Global Overview 2014: people internally displaced by conflict and violence - Nepal

Publisher Norwegian Refugee Council/Internal Displacement Monitoring Centre (NRC/IDMC)
Publication Date 14 May 2014
Cite as Norwegian Refugee Council/Internal Displacement Monitoring Centre (NRC/IDMC), Global Overview 2014: people internally displaced by conflict and violence - Nepal, 14 May 2014, available at: https://www.refworld.org/docid/53747478d.html [accessed 16 October 2022]
DisclaimerThis is not a UNHCR publication. UNHCR is not responsible for, nor does it necessarily endorse, its content. Any views expressed are solely those of the author or publisher and do not necessarily reflect those of UNHCR, the United Nations or its Member States.
Number of IDPsUp to 50,000
Percentage of total populationUp to 0.2%
Start of displacement situation1996
Peak number of IDPs (year)200,000 (2005)
New displacement in 2013No information available
Causes of displacement✓ Armed conflict
✓ Generalised violence
✓ Human rights violations
Human development index157

Seven years after the government and Maoist rebels ended their decade-long armed conflict, nearly all of Nepal's IDPs have returned to their homes. An estimated 50,000 have been unable or unwilling to do so, mainly as a result of unresolved land and property issues and security concerns. The Maoists expropriated land that was then often sold or given to landless or tenant farmers. The absence of public services and a lack of livelihood assistance have also undermined the sustainability of returns.

Since 2007, episodes of separatist and criminal violence in central Terai, the region south of the Himalayan foothills, have displaced thousands of people.
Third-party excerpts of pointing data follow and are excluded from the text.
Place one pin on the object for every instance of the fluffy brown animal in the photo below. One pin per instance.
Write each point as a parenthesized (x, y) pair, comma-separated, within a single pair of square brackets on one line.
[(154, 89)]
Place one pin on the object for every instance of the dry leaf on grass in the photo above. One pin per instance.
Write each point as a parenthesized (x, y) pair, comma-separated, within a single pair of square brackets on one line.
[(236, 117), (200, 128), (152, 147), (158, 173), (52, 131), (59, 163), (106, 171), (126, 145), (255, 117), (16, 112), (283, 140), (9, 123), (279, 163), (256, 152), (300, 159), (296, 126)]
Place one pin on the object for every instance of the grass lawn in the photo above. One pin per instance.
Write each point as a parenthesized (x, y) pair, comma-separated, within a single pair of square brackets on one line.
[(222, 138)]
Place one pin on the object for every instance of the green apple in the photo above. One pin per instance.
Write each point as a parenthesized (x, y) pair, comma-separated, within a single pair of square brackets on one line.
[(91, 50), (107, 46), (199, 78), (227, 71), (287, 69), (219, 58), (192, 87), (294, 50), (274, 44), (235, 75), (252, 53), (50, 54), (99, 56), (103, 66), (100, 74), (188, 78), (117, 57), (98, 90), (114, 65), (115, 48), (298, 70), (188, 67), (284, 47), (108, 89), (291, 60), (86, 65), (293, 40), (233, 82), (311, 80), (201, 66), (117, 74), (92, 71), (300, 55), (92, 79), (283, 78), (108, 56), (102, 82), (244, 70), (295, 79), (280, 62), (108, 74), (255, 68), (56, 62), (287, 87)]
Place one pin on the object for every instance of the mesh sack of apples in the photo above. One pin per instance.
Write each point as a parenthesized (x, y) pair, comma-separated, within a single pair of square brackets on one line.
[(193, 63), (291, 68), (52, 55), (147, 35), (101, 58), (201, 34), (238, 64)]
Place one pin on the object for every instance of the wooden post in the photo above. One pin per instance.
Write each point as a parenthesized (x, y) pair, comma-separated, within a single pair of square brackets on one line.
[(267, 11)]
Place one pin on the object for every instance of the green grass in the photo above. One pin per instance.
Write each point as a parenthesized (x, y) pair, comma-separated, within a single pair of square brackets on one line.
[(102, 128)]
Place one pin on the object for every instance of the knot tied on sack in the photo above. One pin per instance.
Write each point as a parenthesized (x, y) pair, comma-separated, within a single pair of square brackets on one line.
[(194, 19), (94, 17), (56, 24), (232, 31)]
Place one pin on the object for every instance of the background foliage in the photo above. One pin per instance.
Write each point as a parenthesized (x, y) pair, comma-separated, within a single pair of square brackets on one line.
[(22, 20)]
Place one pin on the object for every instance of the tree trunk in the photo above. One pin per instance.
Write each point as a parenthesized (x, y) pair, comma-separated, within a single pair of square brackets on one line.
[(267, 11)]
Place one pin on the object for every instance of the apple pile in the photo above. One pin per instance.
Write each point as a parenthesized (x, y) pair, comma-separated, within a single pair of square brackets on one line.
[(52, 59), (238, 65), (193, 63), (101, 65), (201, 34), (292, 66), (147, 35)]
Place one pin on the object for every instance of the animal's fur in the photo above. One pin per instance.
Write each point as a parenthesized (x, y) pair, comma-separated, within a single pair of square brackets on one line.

Both hill-dwelling Pahadis and their wealthier Madhesi counterparts on the plains have been affected, with most reported to have moved to the town of Hetauda and Chitwan district near Kathmandu.

Nepal's constitutional assembly, which was elected in November 2013, is tasked with completing the country's draft constitution, which will also clear the way for the 2006 national policy on IDPs and its related procedural directives to be implemented.

The government's rehabilitation programme for IDPs, which is implemented via its District Administrations Offices (DAOs), has focused on their voluntary return, with support limited to covering transport costs.

Many of those still displaced as a result of the Maoist conflict, however, would prefer to integrate locally or settle elsewhere, given insecurity in their places of origin and the psychological trauma they suffered. Meantime they continue to live in urban areas, many of them in the Kathmandu valley.